The Mint Act of February 12, 1873, deemed the Crime of '73 by the silver interests, discontinued the silver dollar (as well as the two cent piece, silver three cent piece, and the half dime) and reduced the weights of the remaining silver coins to further widen the ratio between gold and silver. This was the de facto adoption of the gold standard by the United States. The actions by the U.S. and other countries, combined with the discovery of massive silver deposits in Nevada during the prior decade, greatly diminished the value of silver.
The Free Silver movement argued for the free coinage of silver: unlimited production of silver coins at a ratio that maintained their value relative to gold. This inflationary policy would benefit debtors, many of whom were farmers, because it would dramatically lower the real amount that would have to be paid back to the banks (inflation makes preexisting debts cheaper), and would be an obvious boon to the silver mine owners.
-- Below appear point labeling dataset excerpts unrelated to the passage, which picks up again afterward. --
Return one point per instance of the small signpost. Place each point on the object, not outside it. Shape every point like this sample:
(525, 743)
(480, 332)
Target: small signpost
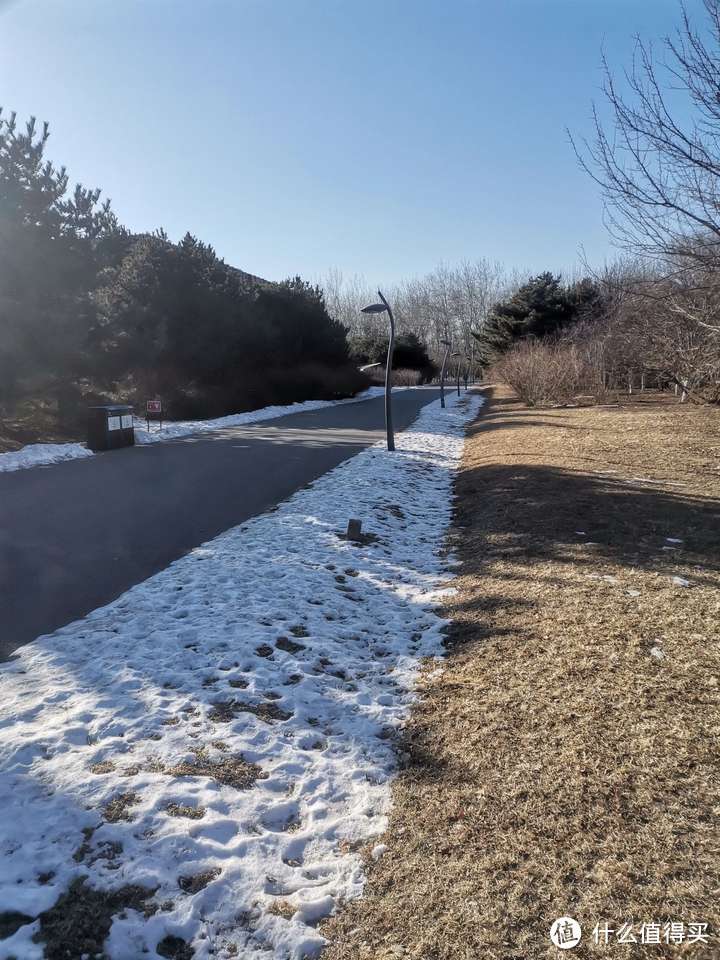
(153, 408)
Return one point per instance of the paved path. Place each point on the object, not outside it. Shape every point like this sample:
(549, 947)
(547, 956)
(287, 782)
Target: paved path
(75, 535)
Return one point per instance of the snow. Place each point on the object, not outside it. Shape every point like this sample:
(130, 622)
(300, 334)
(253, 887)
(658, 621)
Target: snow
(280, 615)
(183, 428)
(40, 454)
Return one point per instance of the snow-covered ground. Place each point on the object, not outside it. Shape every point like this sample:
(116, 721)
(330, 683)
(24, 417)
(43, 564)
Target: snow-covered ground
(183, 428)
(222, 734)
(39, 454)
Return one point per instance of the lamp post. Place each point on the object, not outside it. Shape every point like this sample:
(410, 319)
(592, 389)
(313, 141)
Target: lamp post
(446, 344)
(384, 307)
(457, 356)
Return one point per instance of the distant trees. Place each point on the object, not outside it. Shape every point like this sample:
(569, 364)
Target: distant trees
(88, 309)
(538, 308)
(658, 167)
(449, 302)
(409, 352)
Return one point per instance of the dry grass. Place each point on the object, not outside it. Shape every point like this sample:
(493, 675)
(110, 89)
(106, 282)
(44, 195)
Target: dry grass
(557, 766)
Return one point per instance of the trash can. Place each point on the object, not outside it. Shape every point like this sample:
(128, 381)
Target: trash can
(110, 427)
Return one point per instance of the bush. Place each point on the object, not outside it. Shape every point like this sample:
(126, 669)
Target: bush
(544, 373)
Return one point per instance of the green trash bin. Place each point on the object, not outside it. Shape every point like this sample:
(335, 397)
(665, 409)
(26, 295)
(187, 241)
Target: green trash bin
(110, 427)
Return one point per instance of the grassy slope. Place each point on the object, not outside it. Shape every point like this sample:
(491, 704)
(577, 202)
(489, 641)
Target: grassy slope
(557, 767)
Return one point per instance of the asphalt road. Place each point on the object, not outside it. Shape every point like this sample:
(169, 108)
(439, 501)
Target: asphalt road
(75, 535)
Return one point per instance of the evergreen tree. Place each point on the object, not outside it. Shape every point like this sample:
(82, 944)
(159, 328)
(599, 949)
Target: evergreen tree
(49, 243)
(539, 308)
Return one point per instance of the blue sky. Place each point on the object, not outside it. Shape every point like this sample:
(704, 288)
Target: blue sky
(380, 137)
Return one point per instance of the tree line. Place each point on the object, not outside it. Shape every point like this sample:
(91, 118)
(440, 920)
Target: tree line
(652, 317)
(90, 311)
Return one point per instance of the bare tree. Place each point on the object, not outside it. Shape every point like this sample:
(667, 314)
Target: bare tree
(660, 175)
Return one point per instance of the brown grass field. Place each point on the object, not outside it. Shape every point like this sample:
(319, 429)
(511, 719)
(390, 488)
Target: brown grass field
(566, 761)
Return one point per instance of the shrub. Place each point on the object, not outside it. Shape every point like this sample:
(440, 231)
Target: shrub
(544, 373)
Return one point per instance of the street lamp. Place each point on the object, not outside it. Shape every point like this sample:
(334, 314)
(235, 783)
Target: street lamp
(384, 307)
(446, 344)
(457, 368)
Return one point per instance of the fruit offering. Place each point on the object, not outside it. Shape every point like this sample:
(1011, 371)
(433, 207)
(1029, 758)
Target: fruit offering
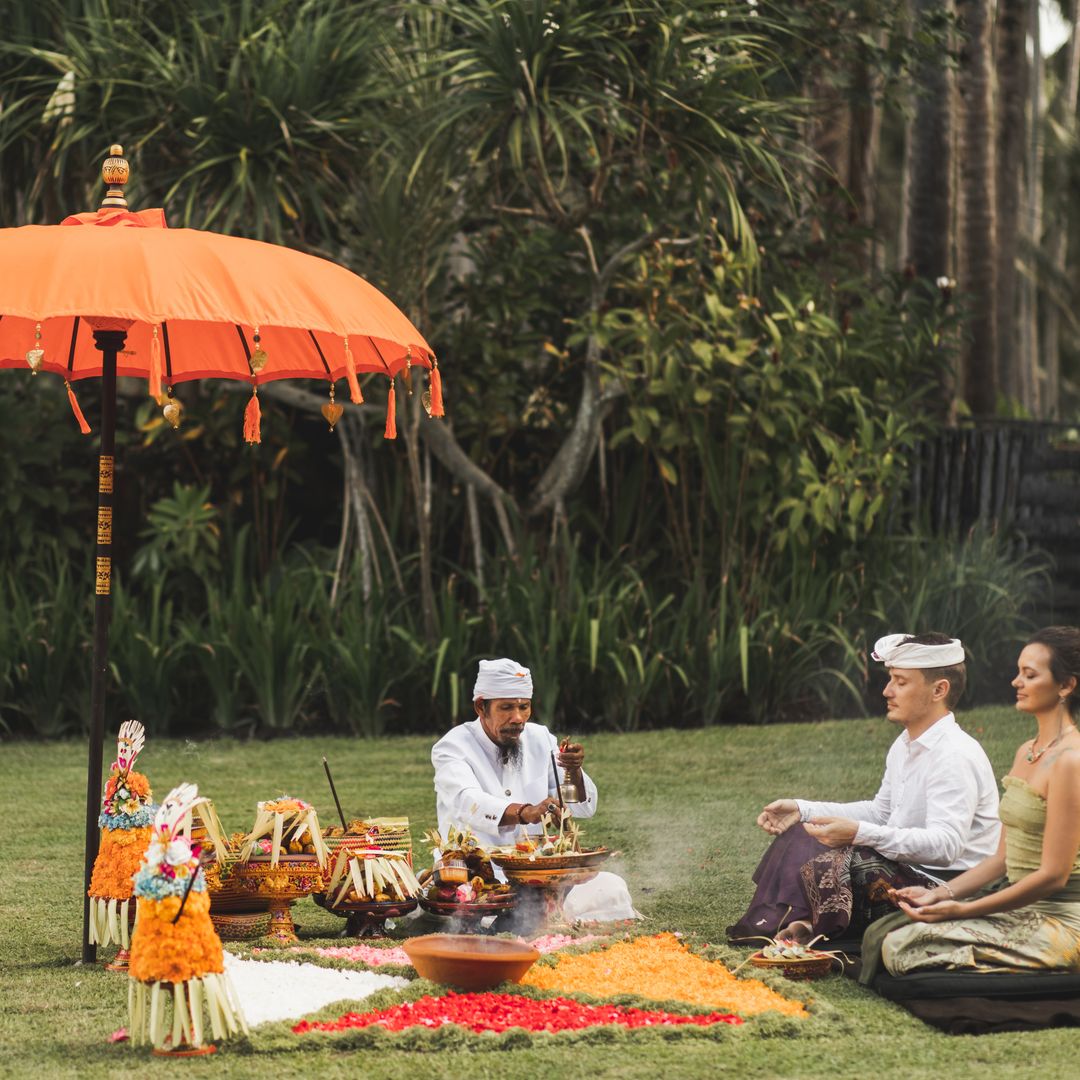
(284, 826)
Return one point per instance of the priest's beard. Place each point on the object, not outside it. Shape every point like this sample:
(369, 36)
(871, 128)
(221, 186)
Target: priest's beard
(511, 755)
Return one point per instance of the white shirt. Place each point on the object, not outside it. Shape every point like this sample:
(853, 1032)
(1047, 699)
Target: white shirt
(937, 805)
(473, 788)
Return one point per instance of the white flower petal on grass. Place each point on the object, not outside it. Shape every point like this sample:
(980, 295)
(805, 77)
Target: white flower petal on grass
(273, 989)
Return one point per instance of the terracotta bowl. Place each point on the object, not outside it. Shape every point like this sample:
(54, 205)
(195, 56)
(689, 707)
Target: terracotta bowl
(468, 961)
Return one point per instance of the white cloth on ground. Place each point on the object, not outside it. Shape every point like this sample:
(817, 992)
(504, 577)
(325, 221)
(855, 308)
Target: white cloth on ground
(937, 805)
(271, 990)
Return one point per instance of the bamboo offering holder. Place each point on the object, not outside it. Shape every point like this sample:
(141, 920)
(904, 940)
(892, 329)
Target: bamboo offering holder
(282, 860)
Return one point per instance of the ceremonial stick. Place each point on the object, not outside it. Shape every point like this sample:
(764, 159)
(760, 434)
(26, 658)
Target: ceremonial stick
(187, 891)
(337, 801)
(557, 790)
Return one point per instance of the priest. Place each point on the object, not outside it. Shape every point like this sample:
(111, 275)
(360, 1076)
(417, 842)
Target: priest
(494, 777)
(833, 866)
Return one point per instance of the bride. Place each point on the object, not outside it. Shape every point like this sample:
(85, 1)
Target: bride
(1031, 919)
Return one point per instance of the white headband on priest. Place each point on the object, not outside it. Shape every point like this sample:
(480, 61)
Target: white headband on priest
(894, 650)
(502, 678)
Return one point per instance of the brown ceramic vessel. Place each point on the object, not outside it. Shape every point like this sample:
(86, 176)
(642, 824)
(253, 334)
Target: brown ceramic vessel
(468, 961)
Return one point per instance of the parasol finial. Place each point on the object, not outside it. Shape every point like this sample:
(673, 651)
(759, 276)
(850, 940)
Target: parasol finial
(115, 172)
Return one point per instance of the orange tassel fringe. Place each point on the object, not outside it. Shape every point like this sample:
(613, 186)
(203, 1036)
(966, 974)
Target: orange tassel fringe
(154, 382)
(436, 391)
(83, 427)
(350, 373)
(391, 431)
(253, 419)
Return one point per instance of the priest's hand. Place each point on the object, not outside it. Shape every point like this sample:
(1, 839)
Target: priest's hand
(531, 812)
(779, 817)
(917, 895)
(833, 832)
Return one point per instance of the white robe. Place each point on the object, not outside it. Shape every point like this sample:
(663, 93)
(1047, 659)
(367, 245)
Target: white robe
(473, 790)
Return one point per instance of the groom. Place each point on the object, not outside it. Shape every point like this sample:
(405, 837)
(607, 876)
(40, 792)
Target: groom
(831, 865)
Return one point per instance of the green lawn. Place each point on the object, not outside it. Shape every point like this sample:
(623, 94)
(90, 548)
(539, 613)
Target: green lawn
(679, 805)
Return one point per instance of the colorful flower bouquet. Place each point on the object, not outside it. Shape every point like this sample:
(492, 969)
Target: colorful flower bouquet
(176, 957)
(125, 820)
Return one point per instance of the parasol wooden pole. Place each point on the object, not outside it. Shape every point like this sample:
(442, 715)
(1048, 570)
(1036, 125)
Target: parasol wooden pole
(109, 342)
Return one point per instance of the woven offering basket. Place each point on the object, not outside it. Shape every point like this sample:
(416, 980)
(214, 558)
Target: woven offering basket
(241, 927)
(813, 966)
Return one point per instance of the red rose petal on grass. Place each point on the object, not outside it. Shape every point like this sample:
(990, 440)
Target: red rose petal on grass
(499, 1012)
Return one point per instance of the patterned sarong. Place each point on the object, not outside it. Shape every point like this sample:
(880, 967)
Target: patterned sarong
(839, 891)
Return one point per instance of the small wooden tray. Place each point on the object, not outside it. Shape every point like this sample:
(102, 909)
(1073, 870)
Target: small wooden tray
(813, 966)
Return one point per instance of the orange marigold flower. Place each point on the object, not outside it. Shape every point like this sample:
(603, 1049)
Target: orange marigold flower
(174, 953)
(660, 968)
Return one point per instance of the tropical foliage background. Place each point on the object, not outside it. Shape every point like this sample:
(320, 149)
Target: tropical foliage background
(700, 278)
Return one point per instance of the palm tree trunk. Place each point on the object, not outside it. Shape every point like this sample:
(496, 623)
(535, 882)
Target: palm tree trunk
(1058, 242)
(982, 380)
(926, 242)
(864, 143)
(1012, 99)
(1033, 226)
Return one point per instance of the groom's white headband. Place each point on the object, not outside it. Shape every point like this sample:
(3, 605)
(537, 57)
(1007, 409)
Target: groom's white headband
(893, 652)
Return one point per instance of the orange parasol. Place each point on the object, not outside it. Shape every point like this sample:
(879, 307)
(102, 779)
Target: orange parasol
(118, 293)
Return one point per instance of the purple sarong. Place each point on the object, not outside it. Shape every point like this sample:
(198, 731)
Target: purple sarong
(836, 890)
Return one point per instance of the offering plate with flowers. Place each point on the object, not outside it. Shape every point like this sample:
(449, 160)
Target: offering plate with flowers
(368, 886)
(552, 864)
(281, 860)
(795, 959)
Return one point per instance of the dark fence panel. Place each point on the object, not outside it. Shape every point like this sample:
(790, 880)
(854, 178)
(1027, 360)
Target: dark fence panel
(1017, 476)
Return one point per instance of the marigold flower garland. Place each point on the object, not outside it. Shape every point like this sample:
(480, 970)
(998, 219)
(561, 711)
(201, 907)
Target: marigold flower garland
(176, 954)
(661, 968)
(500, 1012)
(125, 818)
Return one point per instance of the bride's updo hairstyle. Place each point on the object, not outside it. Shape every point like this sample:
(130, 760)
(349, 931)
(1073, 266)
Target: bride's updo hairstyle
(1064, 646)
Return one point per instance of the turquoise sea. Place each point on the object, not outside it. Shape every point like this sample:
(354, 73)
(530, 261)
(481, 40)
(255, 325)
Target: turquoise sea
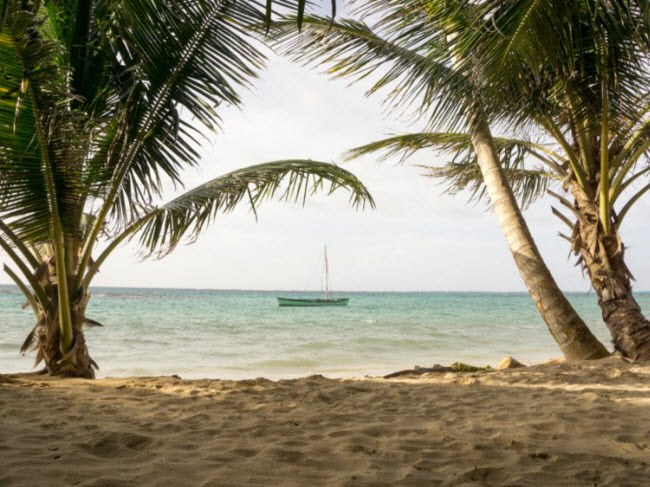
(244, 334)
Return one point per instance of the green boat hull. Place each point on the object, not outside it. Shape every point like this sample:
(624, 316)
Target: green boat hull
(313, 302)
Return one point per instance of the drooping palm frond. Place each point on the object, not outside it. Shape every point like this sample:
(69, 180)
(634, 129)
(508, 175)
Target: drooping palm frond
(527, 185)
(289, 180)
(422, 82)
(463, 172)
(41, 144)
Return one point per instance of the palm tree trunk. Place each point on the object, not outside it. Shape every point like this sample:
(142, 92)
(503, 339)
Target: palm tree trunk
(571, 333)
(603, 258)
(73, 361)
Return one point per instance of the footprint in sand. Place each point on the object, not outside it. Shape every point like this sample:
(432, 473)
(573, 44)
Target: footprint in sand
(120, 445)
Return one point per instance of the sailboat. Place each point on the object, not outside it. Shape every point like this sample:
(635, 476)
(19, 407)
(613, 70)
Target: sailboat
(317, 301)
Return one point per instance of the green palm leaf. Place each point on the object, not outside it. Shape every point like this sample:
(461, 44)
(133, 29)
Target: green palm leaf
(462, 172)
(289, 180)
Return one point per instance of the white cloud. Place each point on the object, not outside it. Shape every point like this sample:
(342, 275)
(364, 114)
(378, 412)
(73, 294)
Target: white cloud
(417, 238)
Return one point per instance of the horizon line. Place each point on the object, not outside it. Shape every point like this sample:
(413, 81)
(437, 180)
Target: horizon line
(591, 291)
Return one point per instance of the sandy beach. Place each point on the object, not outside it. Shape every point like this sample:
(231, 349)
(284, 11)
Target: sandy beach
(552, 424)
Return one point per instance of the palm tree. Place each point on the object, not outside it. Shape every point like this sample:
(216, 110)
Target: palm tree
(101, 103)
(585, 88)
(410, 54)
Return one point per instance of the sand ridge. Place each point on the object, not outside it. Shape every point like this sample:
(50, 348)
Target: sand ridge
(554, 424)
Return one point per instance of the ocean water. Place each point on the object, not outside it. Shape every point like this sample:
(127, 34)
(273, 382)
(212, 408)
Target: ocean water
(244, 334)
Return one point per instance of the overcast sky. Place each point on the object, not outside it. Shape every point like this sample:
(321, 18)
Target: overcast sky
(416, 239)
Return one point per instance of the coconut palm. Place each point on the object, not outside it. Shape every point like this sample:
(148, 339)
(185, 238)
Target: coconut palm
(584, 93)
(411, 59)
(101, 104)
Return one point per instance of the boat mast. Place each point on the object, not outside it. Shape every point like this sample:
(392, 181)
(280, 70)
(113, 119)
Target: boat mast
(327, 277)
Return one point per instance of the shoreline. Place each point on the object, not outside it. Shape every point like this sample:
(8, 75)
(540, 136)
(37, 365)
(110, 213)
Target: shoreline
(569, 423)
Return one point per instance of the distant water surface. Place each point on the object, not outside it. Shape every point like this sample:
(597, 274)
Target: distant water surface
(244, 334)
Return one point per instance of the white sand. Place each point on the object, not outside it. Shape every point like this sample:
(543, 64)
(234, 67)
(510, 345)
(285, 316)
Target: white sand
(580, 424)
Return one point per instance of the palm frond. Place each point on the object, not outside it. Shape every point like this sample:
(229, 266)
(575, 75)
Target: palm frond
(527, 185)
(422, 82)
(41, 148)
(462, 172)
(289, 180)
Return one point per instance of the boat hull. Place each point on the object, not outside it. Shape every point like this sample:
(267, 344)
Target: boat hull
(313, 302)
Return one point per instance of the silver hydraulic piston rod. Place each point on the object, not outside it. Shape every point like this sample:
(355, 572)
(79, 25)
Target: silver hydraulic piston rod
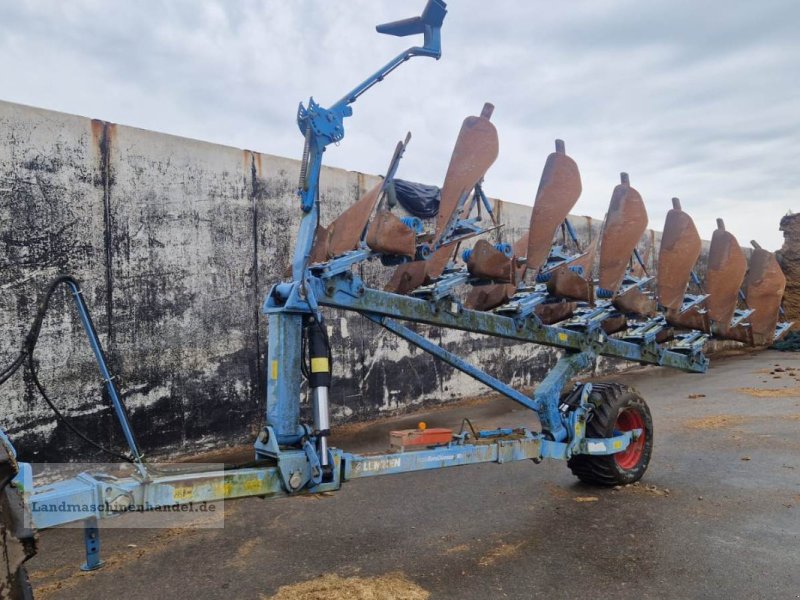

The Act of March 3, 1875 was the first piece of legislation passed by the silver interests and it authorized production of a silver twenty cent piece. Although the case was made that there was a need for small denomination coins in the West, the twenty cent piece was simply unnecessary because the dime and quarter already filled that void. In the first year of the denomination more than 1 million pieces were struck; the following year, 1876, fewer than 25,000 circulation strikes were produced. Only 14,640 of these coins were struck at the Philadelphia Mint.
On the other hand, in 1876 the dime and quarter each had mintages of more than 30 million pieces, easily supplying enough small change for the rural states. The twenty cent piece was simply redundant and production of circulation issues ceased in 1876 after only two years. (Proofs were manufactured for another two years before the denomination was completely abandoned.)
From a lowly mintage of just 14,640 pieces, this MS67 specimen is a remarkable survivor. It is tied with only two other examples for the status of finest certified at PCGS, and NGC does not report any examples higher (9/11).